Dix jours exactement après avoir vu le film nous avons appris que Obama et Raoul Castro ont conclu un deal. On se reconnaît mutuellement, on échange les Ambassadeurs et on arrête les sanctions (si le Sénat veut bien). On parle déjà d’un million de touristes américains, du retour des investissements américains (la Maffia aussi ?) et de celui de la « culture » américaine. Cela satisfera-t-il nos amis des Conversations sur une terrasse de La Havane ? On aimerait bien écouter la suite…

 

Post-scriptum : le 27 décembre dernier a paru dans Le Monde un article intitulé : le Castrisme, folie française, où l’on s’étonne de la fascination que la révolution cubaine avait exercée sur les intellectuels français (avec une photo montrant Sartre et Simone de Beauvoir interviewant Che Guevara en 1960). Agnès Varda, Resnais, Chris Marker, Gérard Philippe, Armand Gatti, Maspero qui accueille tous les fans dans sa librairie La Joie de lire, et pour finir Régis Debray.

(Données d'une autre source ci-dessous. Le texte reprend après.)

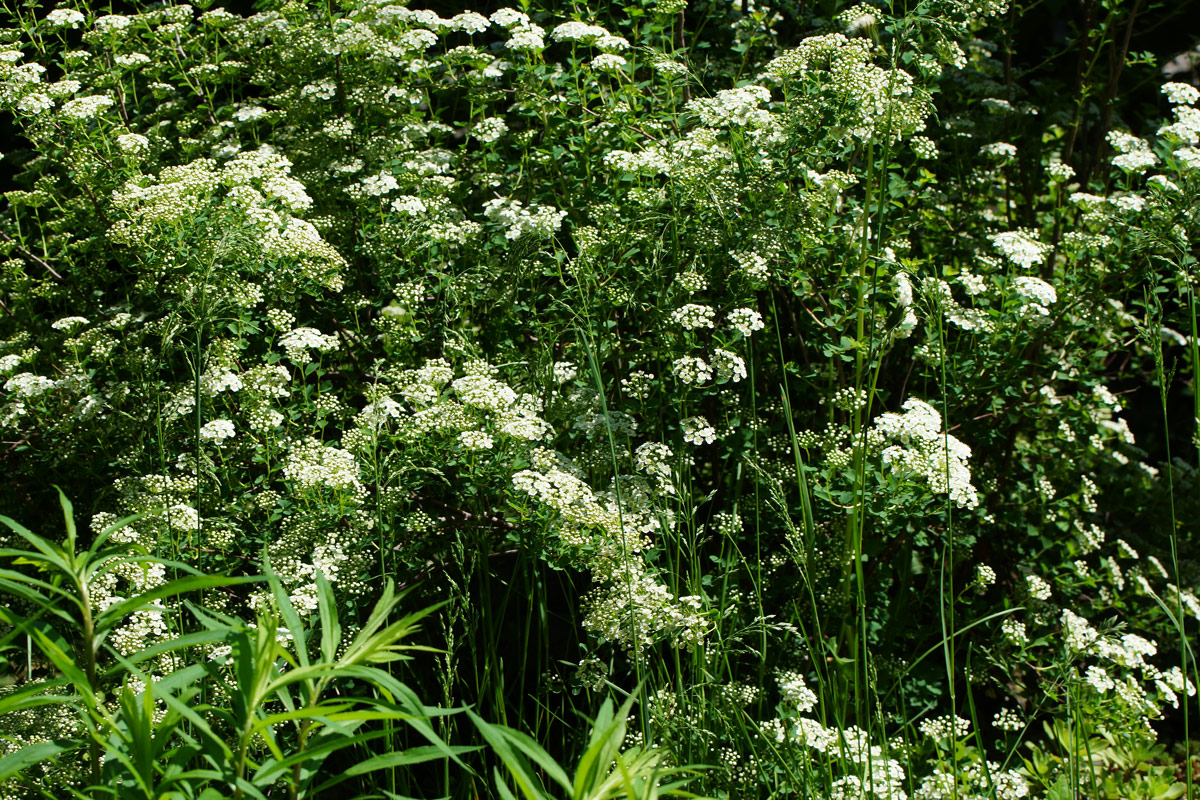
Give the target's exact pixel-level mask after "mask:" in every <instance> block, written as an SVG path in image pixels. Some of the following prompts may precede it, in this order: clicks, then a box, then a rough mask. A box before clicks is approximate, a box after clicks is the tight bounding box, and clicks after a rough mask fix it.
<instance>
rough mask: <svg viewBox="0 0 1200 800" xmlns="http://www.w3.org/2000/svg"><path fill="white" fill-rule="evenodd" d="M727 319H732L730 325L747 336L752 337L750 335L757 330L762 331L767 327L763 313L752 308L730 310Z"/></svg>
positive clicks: (745, 308)
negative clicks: (765, 327) (763, 323)
mask: <svg viewBox="0 0 1200 800" xmlns="http://www.w3.org/2000/svg"><path fill="white" fill-rule="evenodd" d="M727 319H728V320H730V325H731V326H732V327H733V329H734V330H737V331H738V332H739V333H742V336H745V337H746V338H750V335H751V333H754V332H755V331H761V330H762V329H763V327H766V326H764V325H763V321H762V314H760V313H758V312H757V311H755V309H752V308H734V309H733V311H731V312H730V315H728V318H727Z"/></svg>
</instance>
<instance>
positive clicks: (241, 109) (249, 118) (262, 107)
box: [233, 106, 266, 122]
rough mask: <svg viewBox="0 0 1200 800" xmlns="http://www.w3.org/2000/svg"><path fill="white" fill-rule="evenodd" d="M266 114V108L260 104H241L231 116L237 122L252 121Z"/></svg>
mask: <svg viewBox="0 0 1200 800" xmlns="http://www.w3.org/2000/svg"><path fill="white" fill-rule="evenodd" d="M263 116H266V109H265V108H263V107H262V106H242V107H241V108H239V109H238V110H236V112H234V113H233V118H234V119H235V120H238V121H239V122H253V121H254V120H257V119H262V118H263Z"/></svg>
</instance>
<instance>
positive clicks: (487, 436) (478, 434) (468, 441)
mask: <svg viewBox="0 0 1200 800" xmlns="http://www.w3.org/2000/svg"><path fill="white" fill-rule="evenodd" d="M458 444H460V445H462V446H463V449H466V450H491V449H492V445H493V444H494V441H493V439H492V437H490V435H488V434H486V433H484V432H482V431H463V432H462V433H460V434H458Z"/></svg>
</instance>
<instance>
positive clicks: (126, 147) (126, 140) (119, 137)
mask: <svg viewBox="0 0 1200 800" xmlns="http://www.w3.org/2000/svg"><path fill="white" fill-rule="evenodd" d="M116 146H118V148H120V150H121V152H124V154H126V155H130V156H140V155H144V154H146V152H149V150H150V139H148V138H145V137H144V136H142V134H140V133H122V134H121V136H119V137H116Z"/></svg>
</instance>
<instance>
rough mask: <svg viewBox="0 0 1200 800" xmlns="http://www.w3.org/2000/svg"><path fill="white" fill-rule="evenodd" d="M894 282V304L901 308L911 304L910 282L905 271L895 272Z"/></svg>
mask: <svg viewBox="0 0 1200 800" xmlns="http://www.w3.org/2000/svg"><path fill="white" fill-rule="evenodd" d="M894 279H895V284H896V305H899V306H900V307H901V308H905V307H907V306H911V305H912V282H911V281H910V279H908V273H907V272H896V273H895V278H894Z"/></svg>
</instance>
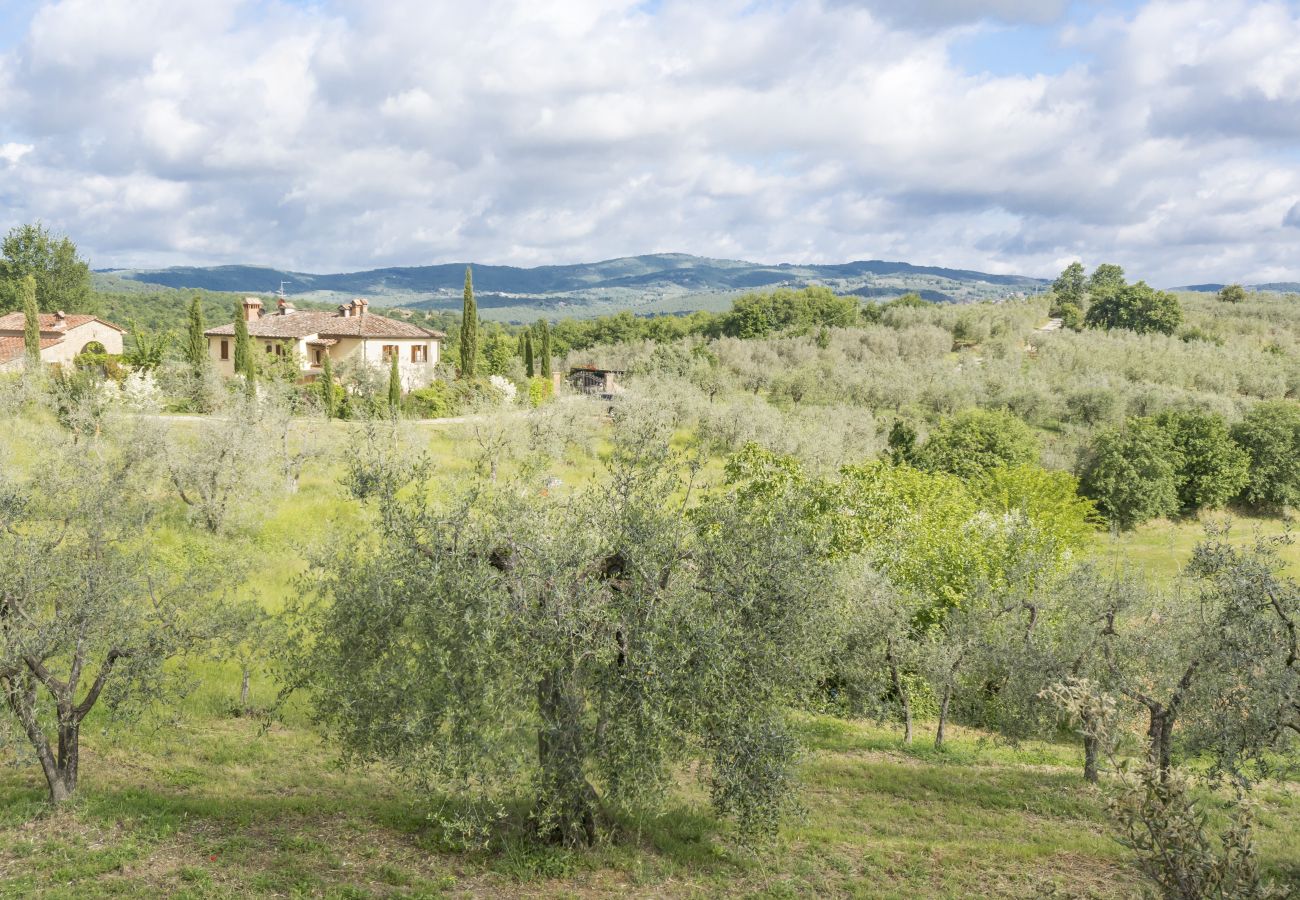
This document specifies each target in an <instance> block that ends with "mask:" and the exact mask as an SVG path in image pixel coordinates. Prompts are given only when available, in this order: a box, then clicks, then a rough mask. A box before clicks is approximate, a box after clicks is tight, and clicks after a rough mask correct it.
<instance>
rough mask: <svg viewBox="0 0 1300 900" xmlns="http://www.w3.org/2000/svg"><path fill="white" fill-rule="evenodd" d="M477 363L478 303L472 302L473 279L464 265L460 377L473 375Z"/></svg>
mask: <svg viewBox="0 0 1300 900" xmlns="http://www.w3.org/2000/svg"><path fill="white" fill-rule="evenodd" d="M477 363H478V304H477V303H474V281H473V276H472V274H471V272H469V267H468V265H467V267H465V300H464V306H463V307H461V311H460V377H461V378H472V377H474V368H477Z"/></svg>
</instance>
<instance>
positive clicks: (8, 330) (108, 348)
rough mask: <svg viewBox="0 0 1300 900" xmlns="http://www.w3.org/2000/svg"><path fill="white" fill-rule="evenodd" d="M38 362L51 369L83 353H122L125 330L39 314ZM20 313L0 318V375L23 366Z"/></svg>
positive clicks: (91, 322) (23, 344)
mask: <svg viewBox="0 0 1300 900" xmlns="http://www.w3.org/2000/svg"><path fill="white" fill-rule="evenodd" d="M39 324H40V362H42V363H48V364H51V365H69V364H72V362H73V360H74V359H75V358H77V356H78V355H79V354H82V352H85V351H86V350H87V349H90V350H92V351H101V352H109V354H114V355H117V354H121V352H122V336H123V334H126V329H125V328H120V326H117V325H114V324H113V323H109V321H104V320H103V319H99V317H96V316H83V315H74V316H69V315H66V313H64V312H61V311H60V312H49V313H42V315H40V319H39ZM25 325H26V321H25V319H23V315H22V313H21V312H10V313H8V315H5V316H0V372H12V371H14V369H21V368H22V365H23V352H25V346H26V345H25V343H23V328H25Z"/></svg>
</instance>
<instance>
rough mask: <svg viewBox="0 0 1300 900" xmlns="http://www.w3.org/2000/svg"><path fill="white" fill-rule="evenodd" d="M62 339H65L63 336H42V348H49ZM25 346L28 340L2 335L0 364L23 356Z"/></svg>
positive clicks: (0, 342)
mask: <svg viewBox="0 0 1300 900" xmlns="http://www.w3.org/2000/svg"><path fill="white" fill-rule="evenodd" d="M62 341H64V339H62V338H61V337H56V338H40V349H42V350H48V349H49V347H53V346H56V345H59V343H62ZM25 346H26V342H25V341H23V339H22V338H16V337H0V365H4V364H5V363H12V362H13V360H16V359H18V356H22V354H23V347H25Z"/></svg>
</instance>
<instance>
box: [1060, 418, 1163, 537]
mask: <svg viewBox="0 0 1300 900" xmlns="http://www.w3.org/2000/svg"><path fill="white" fill-rule="evenodd" d="M1182 464H1183V462H1182V454H1179V453H1178V449H1177V447H1175V446H1174V442H1173V440H1171V438H1170V434H1169V432H1166V430H1165V429H1164V428H1161V427H1160V425H1157V424H1156V421H1154V420H1152V419H1130V420H1127V421H1126V423H1125V424H1123V425H1119V427H1113V428H1106V429H1104V430H1101V432H1100V433H1099V434H1097V436H1096V438H1093V441H1092V445H1091V446H1089V447H1088V449H1087V451H1086V454H1084V458H1083V466H1082V467H1080V472H1079V490H1080V493H1083V496H1084V497H1091V498H1092V499H1095V501H1096V502H1097V510H1099V511H1100V512H1101V514H1102V515H1104V516H1106V519H1108V520H1110V523H1112V524H1113V525H1115V527H1117V528H1121V529H1125V531H1127V529H1130V528H1134V527H1135V525H1139V524H1141V523H1143V522H1147V520H1148V519H1156V518H1158V516H1162V515H1173V514H1174V512H1177V511H1178V510H1179V499H1178V488H1179V473H1180V470H1182Z"/></svg>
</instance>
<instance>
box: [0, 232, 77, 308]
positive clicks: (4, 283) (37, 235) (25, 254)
mask: <svg viewBox="0 0 1300 900" xmlns="http://www.w3.org/2000/svg"><path fill="white" fill-rule="evenodd" d="M27 276H31V277H32V278H35V281H36V306H38V307H39V308H40V310H44V311H45V312H55V311H57V310H66V311H69V312H85V311H87V306H88V303H90V267H88V265H87V264H86V261H85V260H83V259H81V256H78V254H77V245H74V243H73V242H72V241H70V239H69V238H68V237H66V235H56V234H53V233H52V232H51V230H49V229H48V228H45V226H44V225H42V224H40V222H35V224H30V225H18V226H14V228H12V229H9V233H8V234H6V235H5V238H4V243H3V247H0V312H4V311H8V310H14V308H22V295H21V285H22V280H23V278H25V277H27Z"/></svg>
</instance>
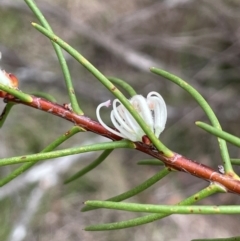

On adule les trentenaires qui ont renversé un dictateur et on croit à « une révolution débarrassée des pesanteurs staliniennes », écrit l’auteur de l’article, Paulo A. Paranagua. Et on ne voit pas que la machine à tuer s’est déjà mise en marche dès le début des années 60, dit-il encore. Ce n’est qu’à partir de 1968, lorsque Castro approuve l’invasion de la Tchécoslovaquie que le reflux commence. Puis vient l’autocritique publique imposée au poète cubain Heberto Padilla, l’alignement de plus en plus fort sur l’Union Soviétique, l’intervention angolaise, etc. Jusqu’à la condamnation à mort du général Arnaldo Ochoa, le refus de la perestroïka de Gorbatchev et l’emprisonnement de 75 opposants pacifiques en 2003. « Au début des années 1960, Cuba c’était l’espoir », écrivait François Maspero dès 1992, nous dit Paranagua, « Ce n’était pas un mythe. A moins que l’espoir lui-même ne soit un mythe ». J’aime beaucoup cette dernière phrase.